In August Molycorp‘s (MCP-N) proposed partnership with Hitachi Metals to create a joint venture that would manufacture neodymium-iron-boron (NdFeB) alloy and permanent rare earth magnets fell through when the two companies failed to reach an agreement on valuation. Some industry watchers questioned whether the company could negotiate a joint venture at all.
That risk was removed on Nov. 28 when the U.S.-based rare earth producer announced a joint venture with Daido Steel and Mitsubishi to manufacture and sell the NdFeB permanent rare-earth magnets in a three-way partnership, with Molycorp’s capital contribution ratio set at 30%, Daido’s at 35.5% and Mitsubishi’s at 34.5%. The joint venture will be financed by the three companies and a subsidiary of the Japanese government’s Ministry of Economy, Trade and Industry.
The partners will build an initial 500-tonne-per-year magnet manufacturing facility in Nakatsugawa City, Japan, and operations are expected to start in January 2013. Molycorp said the companies plan to begin work on the new facility in December and eventually expand operations to the U.S. and elsewhere.
The sintered NdFeB permanent rare earth magnets will be manufactured with technology licensed from Intermetallics, a partnership between Mitsubishi, Daido Steel and Masato Sagawa, one of the inventors of the NdFeB magnet, Molycorp says.
“The technology to be used by the joint venture is a new and novel approach that does not depend on the use of patents held by other magnet companies,” Molycorp stated in a press release. “The technology allows for the manufacture of permanent rare earth magnets that deliver greater performance with less reliance on dysprosium, a relatively scarce rare earth.
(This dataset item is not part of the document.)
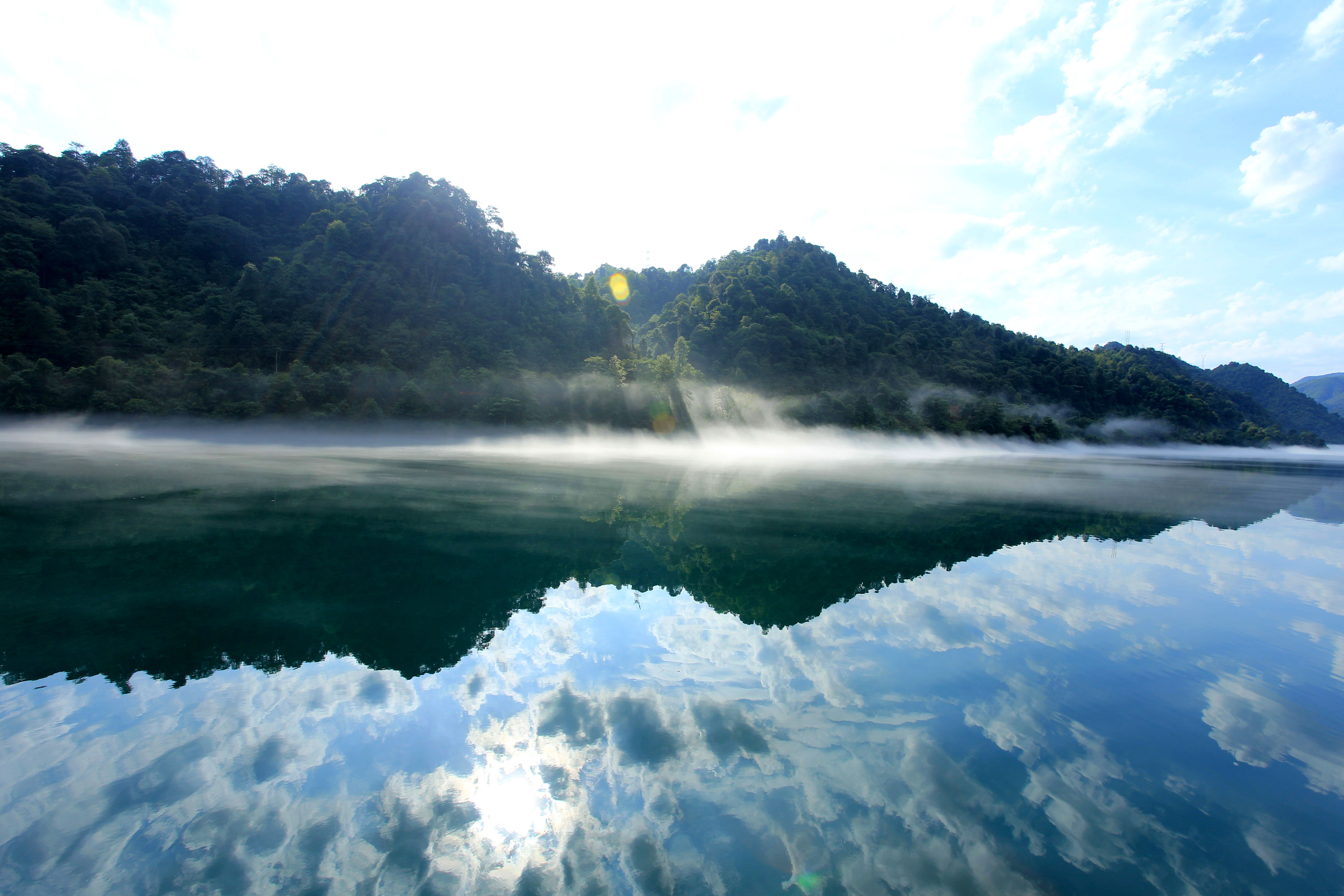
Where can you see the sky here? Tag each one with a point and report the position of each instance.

The process also results in higher production yields.”
Mark Smith, Molycorp’s chief executive officer, noted that the joint venture “can break ground almost immediately, and will be able to produce some of the world’s most powerful rare earth magnets in as little as fourteen months.”
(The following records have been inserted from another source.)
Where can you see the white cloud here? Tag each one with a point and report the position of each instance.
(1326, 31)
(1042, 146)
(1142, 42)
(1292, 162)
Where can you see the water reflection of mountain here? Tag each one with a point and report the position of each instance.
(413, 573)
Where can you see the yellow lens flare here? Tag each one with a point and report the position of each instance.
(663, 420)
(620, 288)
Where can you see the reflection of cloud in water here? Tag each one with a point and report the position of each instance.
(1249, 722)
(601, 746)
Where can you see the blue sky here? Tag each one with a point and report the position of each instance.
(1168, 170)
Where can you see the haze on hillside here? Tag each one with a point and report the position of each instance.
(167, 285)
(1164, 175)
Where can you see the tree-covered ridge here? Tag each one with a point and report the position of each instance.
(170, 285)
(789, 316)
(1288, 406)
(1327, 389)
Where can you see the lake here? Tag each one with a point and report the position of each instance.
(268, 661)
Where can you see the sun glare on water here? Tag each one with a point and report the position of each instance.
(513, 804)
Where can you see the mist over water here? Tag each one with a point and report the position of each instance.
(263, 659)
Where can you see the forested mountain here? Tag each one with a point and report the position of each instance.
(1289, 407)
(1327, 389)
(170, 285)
“This is a positive development for the company, as it continues to demonstrate its ability to execute on its mine-to-magnets strategy,” Brian Chin, an analyst at Gabelli and Company in New York, wrote in an email to The Northern Miner. “The Japanese subsidiary will be putting up approximately [U.S.] twenty million, and total capital expenditure for the project is expected to be eighty million to ninety million.”
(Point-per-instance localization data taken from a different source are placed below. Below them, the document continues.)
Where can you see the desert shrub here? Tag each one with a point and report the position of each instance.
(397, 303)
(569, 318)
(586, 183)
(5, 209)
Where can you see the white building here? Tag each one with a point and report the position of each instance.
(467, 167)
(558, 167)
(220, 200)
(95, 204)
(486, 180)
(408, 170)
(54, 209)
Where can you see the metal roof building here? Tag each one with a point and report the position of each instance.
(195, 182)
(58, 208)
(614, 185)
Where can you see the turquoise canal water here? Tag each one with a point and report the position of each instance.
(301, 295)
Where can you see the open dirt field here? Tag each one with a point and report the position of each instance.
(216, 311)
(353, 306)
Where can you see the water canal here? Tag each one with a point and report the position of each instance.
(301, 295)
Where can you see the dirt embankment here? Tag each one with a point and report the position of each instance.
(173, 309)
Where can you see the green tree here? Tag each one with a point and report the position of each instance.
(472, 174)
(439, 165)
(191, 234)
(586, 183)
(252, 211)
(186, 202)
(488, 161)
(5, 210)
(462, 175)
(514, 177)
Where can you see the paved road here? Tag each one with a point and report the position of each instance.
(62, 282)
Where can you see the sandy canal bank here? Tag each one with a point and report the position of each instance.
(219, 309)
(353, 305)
News of the joint-venture agreement sent shares of Molycorp up 13.6%, or US$3.67, to close at US$30.65 per share on 6.67 million shares traded. At presstime Molycorp shares traded at US$30.99.
Jon Hykaway of Byron Capital Markets has changed his hold rating on the stock to a buy, and raised his target price from US$37.50 per share to US$40 per share.
“One of the biggest risks to our previous Molycorp target price was the uncertainty regarding a magnet and manufacturing joint-venture partner,” he said in a note to clients. “Not only were we uncertain as to terms, there was always an outside chance that Molycorp management would be unable to negotiate a joint venture at all. That risk has now been removed.”
NdFeB magnets are made with the rare earths neodymium, praseodymium, dysprosium and terbium, and are used in advanced technologies including high-performance motors for electric-vehicle power trains, hybrid vehicles and wind-power generators, as well as in home appliance motors and industrial applications. Molycorp notes that NdFeB magnets in motors can help reduce electric power consumption by 20%, and reduce carbon dioxide emissions by an estimated 1.1 billion tonnes.